If my video hasn't induced vomit over landlord and tenant issues, https://www.breakinglaw.co.uk, stay with me and hear of some rare good news for landlords of lettings in England.

There are all sorts of tricks that a residential landlord has to perform in order to ensure that any notice they give to their assured shorthold tenant seeking possession under section 21 of the Housing Act 1988 is legally effective. One of them is to ensure that the tenant has previously been provided with an energy performance certificate.

There was no doubt that this obligation applied to tenancies granted on or after 01 October 2015. But what about tenancies granted before that date? Judges have been divided on the issue. But the Court of Appeal has just settled it. In a case called Minister v Hathaway and another [2021] EWCA Civ 936, it has ruled that tenancies granted before that date are not caught by the energy performance certificate requirement. There was power to catch them but it has not been exercised. I reckon that the prospects of the power being exercised are as great as me being appointed the mascot for the England football team. My knees are too knobbly.  

  


 

Thursday, 1 July 2021

VIDEO: RESIDENTIAL POSSESSIONS AND CORONAVIRUS

In what will be the first of many videos (or several at least!) you can, if you can bear it, watch me explain a few hot topics inspired by the latest edition of my book - The Return of Breaking Law.

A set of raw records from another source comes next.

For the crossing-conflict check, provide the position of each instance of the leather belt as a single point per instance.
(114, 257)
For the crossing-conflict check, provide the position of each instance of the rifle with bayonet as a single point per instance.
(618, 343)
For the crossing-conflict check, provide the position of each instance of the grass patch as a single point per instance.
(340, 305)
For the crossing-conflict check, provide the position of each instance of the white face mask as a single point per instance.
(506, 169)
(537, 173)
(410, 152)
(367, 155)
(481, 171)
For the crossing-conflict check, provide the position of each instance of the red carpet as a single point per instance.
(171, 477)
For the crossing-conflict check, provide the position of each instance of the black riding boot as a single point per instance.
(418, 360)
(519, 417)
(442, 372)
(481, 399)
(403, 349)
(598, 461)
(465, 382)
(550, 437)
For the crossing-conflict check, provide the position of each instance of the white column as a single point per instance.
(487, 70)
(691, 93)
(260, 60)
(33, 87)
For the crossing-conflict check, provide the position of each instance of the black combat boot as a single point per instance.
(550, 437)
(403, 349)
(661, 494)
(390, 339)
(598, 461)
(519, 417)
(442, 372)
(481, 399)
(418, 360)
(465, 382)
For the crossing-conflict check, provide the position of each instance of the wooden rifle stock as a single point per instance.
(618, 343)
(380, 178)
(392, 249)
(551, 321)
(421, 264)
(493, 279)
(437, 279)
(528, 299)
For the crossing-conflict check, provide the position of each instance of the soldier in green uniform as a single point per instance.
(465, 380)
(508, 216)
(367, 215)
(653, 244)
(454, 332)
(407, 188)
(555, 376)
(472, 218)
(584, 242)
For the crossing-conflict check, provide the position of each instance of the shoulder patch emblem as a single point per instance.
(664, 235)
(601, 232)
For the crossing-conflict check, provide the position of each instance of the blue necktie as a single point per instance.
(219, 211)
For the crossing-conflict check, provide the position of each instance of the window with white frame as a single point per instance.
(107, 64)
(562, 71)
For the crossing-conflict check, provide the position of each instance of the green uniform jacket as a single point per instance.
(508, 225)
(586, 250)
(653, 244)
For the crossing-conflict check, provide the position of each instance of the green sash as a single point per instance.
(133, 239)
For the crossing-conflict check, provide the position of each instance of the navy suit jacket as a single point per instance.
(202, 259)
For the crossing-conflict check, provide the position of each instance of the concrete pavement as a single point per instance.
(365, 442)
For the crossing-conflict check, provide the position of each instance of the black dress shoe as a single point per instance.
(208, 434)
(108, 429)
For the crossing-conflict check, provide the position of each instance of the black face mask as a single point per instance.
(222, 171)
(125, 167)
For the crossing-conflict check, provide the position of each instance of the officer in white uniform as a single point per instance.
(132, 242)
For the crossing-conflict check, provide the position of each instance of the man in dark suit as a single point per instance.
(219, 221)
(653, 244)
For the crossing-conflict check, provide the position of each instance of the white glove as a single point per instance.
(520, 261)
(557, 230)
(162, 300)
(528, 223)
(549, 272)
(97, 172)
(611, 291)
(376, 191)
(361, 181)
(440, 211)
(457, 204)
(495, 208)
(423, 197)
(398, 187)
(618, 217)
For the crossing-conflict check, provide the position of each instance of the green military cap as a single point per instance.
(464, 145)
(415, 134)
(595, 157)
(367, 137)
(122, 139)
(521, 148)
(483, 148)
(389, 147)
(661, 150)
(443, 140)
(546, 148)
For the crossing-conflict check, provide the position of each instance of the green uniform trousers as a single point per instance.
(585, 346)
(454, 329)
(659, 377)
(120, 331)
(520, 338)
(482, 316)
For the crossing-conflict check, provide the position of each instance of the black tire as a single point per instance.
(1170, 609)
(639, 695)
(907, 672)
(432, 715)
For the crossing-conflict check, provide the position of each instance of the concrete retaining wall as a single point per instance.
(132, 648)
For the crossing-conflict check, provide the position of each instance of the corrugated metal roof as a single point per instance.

This first video looks at the confused and confusing topic of eviction notices after all the changes made during the pandemic. What I say might help you if you are facing eviction or are a landlord seeking an eviction order. Of course much more on this available in the book - buy it now from the button on the left. 

Wednesday, 30 June 2021

TAXMEN SOON TO GO ON THE PROWL: AVOIDING ENFORCEMENT

The cuddly HM Revenue & Customers have coughed what they intend to do about businesses and the self-employed who are in debt with their tax. You might have thought that they would have sent one of their kindlier looking tax collectors down your chimney with a bouquet of flowers and a blank cheque for you to sign. Not quite. They announced today that they are restarting their debt collection work as we emerge from the pandemic and economic activity resumes but that at all times - and write this down just in case they overflex their muscles in your direction - they will 'take an understanding and supportive approach to dealing with those who have tax debts or are concerned about their ability to pay tax.'

They will discuss affordable options such as a payment plan (they have more than half a million arrangements in place at any one time) or they may be able to offer a short-term deferral. But - and  this sounds a bit ominous- where customers (clients would be nicer) do not respond to any of their communications or refuse to pay when they can afford to do so, they may try to visit them at their home or business address. 'I'm sorry but he's just gone out to have his toenails filed and won't be back until tomorrow. Who shall I say called?'

From September 2021, where customers are unwilling to discuss a payment plan or ignore contact attempts, Revenue & Customs may start the process of using their enforcement powers: bailiff and bankruptcy included.

In the new edition of Breaking Law I look at how to deal with the taxmen, particularly when they overstep the mark. If you are behind with your tax, you may say that you can hardly afford to 'buy that b....y book.' Fair enough but it can be sued as a door stop when not being read: over 750 pages.